[389-users] Re: Inconsistent Ldap connection issues

Gary Waters via 389-users <389-users@xxxxxxxxxxxxxxxxxxxxxxx> · Wed, 16 Oct 2024 09:44:09 -0700



      Are there any routers, middlewares,
        firewalls, idp's etc between the client/ldap server? Load
        balancer? 
      When this first started happening, the client a cluster of
      containers just spoke to ldap server directly over a peering
      connection. Since the error was unable to connect to ldap, I
      thought perhaps the one ldap server could not handle it. So I
      added a load balancer (AWS NLB) and a second ldap server. It didnt
      help.  Since this was happening before the load balancer, I dont
      think its that. There is a ALB in front of the cluster.
    -Gary
    
    On 10/16/24 09:24, Gary Waters wrote:

    
        Are there any routers, middlewares, firewalls, idp's etc
          between the client/ldap server? Load balancer? 
      
      When this first started happening, the client a cluster of
        containers just spoke to ldap server directly over a peering
        connection. Since the error was unable to connect to ldap, I
        thought perhaps the one ldap server could not handle it. So I
        added a load balancer (AWS NLB) and a second ldap server. It
        didnt help.  Since this was happening before the load balancer,
        I dont think its that. There is a ALB in front of the cluster.
      -Gary

      
      On 10/15/24 17:26, William Brown
        wrote:

      
                These errors are only shown on
                  the client, yes? Is there any evidence of a failed
                  connection in the access log? 
                Correct, those 2 different contacting ldap error issues.
                I have searched for various things in the logs, but I
                havent read it line by line. I dont see "err=1", no fd
                errors, or "Not listening for new connections - too many
                fds open". 

              
          So, that means the error is happening *before* 389-ds
            gets a chance to accept on the connection. 
          

                We encountered a similar issue
                  recently with another load test, where the load tester
                  wasn't averaging it's connections, it would launch
                  10,000 connections at once and hope they all worked.
                  With your load test, is it actually spreading it's
                  connections out, or is it bursting?
                It's a ramp up of 500 users logging in and starting
                their searches, the initial ramp up is 60 seconds, but
                the searches and login/logouts is over 6 minutes.  I
                just spliced up the logs to see what that first minute
                was like:
                 Peak Concurrent Connections:   689

                  Total Operations:              18770

                  Total Results:                 18769

                  Overall Performance:           100.0%

                  
                  Total Connections:             2603         
                  (21.66/sec)  (1299.40/min)

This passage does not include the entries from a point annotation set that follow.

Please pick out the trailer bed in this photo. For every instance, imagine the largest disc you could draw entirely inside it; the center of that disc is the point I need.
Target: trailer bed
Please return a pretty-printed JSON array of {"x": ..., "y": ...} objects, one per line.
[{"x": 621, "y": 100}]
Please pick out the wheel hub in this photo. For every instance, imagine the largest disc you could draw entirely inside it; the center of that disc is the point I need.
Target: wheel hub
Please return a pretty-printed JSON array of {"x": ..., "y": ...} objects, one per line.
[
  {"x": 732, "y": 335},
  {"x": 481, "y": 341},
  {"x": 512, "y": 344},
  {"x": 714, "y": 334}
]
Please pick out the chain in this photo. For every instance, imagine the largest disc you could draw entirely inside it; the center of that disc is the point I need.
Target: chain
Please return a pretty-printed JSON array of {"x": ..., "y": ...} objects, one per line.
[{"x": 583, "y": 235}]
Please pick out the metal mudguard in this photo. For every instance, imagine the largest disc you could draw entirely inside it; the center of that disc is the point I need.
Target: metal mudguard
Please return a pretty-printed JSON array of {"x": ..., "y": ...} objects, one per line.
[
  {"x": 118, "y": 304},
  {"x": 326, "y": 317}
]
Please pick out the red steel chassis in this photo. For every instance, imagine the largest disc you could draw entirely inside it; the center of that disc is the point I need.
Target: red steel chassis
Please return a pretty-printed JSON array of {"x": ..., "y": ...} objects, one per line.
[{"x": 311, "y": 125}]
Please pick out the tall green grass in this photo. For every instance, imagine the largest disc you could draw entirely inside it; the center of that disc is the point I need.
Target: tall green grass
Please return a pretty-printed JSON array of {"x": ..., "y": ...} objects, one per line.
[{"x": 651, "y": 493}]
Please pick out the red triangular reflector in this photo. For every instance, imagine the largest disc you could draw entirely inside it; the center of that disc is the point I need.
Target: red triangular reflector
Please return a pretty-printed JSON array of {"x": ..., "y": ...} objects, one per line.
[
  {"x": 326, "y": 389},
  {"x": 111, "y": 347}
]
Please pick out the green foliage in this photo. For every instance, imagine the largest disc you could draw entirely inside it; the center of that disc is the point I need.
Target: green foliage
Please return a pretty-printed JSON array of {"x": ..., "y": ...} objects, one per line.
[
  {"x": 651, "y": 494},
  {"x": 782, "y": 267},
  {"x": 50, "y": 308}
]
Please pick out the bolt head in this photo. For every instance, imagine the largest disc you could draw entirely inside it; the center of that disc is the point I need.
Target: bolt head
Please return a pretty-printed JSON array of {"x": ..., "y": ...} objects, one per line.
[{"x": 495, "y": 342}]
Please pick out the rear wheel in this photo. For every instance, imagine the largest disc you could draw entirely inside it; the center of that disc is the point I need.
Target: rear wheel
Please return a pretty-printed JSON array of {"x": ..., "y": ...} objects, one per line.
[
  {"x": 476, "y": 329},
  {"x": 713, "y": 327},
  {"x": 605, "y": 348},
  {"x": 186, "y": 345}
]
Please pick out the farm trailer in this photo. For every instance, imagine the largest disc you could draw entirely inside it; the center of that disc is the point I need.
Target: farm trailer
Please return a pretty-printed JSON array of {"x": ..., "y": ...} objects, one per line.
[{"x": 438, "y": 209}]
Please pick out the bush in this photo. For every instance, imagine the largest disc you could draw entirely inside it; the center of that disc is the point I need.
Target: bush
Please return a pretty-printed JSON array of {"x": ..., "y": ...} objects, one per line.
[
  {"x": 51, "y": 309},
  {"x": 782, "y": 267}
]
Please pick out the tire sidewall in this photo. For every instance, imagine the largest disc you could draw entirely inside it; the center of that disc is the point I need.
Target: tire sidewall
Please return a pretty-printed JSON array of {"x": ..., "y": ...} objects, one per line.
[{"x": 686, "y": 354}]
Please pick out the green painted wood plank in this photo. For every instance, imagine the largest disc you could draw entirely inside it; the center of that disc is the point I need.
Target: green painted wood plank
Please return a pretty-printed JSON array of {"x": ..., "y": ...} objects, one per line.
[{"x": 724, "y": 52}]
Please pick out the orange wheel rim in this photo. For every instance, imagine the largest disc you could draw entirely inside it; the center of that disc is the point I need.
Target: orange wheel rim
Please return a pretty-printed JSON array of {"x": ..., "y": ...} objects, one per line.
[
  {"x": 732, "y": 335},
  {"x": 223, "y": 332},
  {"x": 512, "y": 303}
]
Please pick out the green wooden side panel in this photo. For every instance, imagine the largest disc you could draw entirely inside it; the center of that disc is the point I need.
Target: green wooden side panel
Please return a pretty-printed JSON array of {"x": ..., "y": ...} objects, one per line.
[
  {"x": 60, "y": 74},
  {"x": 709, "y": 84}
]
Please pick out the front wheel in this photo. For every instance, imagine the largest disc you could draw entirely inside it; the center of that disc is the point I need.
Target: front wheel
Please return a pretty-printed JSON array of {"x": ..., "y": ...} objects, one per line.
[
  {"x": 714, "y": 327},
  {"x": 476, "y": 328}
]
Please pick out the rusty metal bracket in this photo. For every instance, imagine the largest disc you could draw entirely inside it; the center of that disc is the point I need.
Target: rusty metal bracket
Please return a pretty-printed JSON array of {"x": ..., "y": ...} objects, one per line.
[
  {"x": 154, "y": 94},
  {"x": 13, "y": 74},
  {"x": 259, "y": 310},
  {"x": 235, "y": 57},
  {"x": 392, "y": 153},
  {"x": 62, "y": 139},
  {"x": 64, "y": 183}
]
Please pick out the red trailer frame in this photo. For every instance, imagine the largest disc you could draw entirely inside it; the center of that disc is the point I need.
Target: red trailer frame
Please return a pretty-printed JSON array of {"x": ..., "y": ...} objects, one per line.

                   - LDAP Connections:           2603         
                  (21.66/sec)  (1299.40/min)

                   - LDAPI Connections:          0            
                  (0.00/sec)  (0.00/min)

                   - LDAPS Connections:          0            
                  (0.00/sec)  (0.00/min)

                   - StartTLS Extended Ops:      2571         
                  (21.39/sec)  (1283.42/min)

                  
                  Searches:                      13596        
                  (113.12/sec)  (6787.01/min)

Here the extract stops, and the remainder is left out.